J’ai lu de Georges Maldague : Rose sauvage, Tue-les et Mam’zelle Trottin. Mam’zelle Trottin et Rose sauvage ont le même centre. Les fils d’un forçat ignorent leur état civil. Ils aiment, veulent se marier, et la maman est très embêtée de chaque morceau de vérité qu’on lui arrache. — Georges Maldague est surtout fière d’avoir écrit Tue-les. Ceci, c’est le roman populaire à thèse. Il ne faut pas tuer votre femme, même si vous êtes sûr qu’elle vous trompe ; parce que, même quand on est sûr, il arrive que ça n’est pas vrai. Georges Maldague a une manière de talent : elle délaie ses vaudevilles tragiques en une langue fade, mais correcte, supérieure à celle de tels « artistes » de l’un et de l’autre sexe. Il lui arrive même de montrer quelque prétention et de caresser d’une périphrase les chats, gracieux « mammifères ronronnants. » Car Georges Maldague est une savante. Elle aime les curiosités médicales. Elle tire bon parti des paralysies, des amnésies et des catalepsies. Je la définirais volontiers un Jules Claretie moins veinard et livré par le hasard à un public censé inférieur. J’estime également cette brave servante d’auberge et ce garçon bien stylé de restaurant chic.

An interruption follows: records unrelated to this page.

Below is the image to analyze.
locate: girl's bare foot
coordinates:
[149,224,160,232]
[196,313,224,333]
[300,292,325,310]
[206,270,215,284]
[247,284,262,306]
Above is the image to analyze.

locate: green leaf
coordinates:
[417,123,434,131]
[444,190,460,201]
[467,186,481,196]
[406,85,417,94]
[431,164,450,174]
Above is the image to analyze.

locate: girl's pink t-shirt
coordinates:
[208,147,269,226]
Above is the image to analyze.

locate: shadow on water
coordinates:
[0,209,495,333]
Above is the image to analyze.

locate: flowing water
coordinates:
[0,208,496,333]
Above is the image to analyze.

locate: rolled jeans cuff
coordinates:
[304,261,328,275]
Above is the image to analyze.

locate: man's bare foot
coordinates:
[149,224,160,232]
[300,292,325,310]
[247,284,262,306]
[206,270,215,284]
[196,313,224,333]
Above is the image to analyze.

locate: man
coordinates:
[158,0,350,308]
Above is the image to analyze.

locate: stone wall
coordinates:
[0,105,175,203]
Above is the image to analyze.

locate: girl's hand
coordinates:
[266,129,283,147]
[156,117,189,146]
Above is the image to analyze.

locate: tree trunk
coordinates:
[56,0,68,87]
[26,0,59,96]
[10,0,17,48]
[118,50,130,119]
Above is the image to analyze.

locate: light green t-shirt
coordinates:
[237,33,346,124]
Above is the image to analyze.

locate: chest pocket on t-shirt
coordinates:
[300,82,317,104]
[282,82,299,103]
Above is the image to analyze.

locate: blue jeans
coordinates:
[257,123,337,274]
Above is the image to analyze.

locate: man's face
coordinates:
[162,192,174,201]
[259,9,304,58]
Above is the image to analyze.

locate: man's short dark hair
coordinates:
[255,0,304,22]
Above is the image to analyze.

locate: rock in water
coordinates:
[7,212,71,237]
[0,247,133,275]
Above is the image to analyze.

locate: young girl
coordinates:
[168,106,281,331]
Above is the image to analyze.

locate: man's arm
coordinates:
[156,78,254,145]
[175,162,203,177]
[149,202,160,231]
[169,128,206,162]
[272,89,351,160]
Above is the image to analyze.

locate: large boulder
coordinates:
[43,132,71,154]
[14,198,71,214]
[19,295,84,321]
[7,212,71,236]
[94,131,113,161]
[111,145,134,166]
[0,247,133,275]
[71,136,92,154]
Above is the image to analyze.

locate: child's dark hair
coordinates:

On me signale encore beaucoup de femmes employées dans le feuilleton. Un cas me semble intéressant, celui de Charles de Vitis, lauréat du Petit Journal pour le Roman de l’ouvrière. On m’affirme que ce pseudonyme pédant et bachique désigne un monstre étrange, composé de cinq femmes secrétaires et d’un prêtre directeur. Je n’ai examiné aucune grappe produite par la souche à cinq sarments. Mais j’ai voulu la désigner à l’Académie. S’il est bon que M. Hanotaux, singe politique de Richelieu, couche quai d’Orsay, il y aurait injustice à ne pas offrir un fauteuil sous la coupole à l’abbé Vigneron, successeur du Richelieu littéraire, fabrique de romans, comme le cardinal fut une fabrique de tragédies.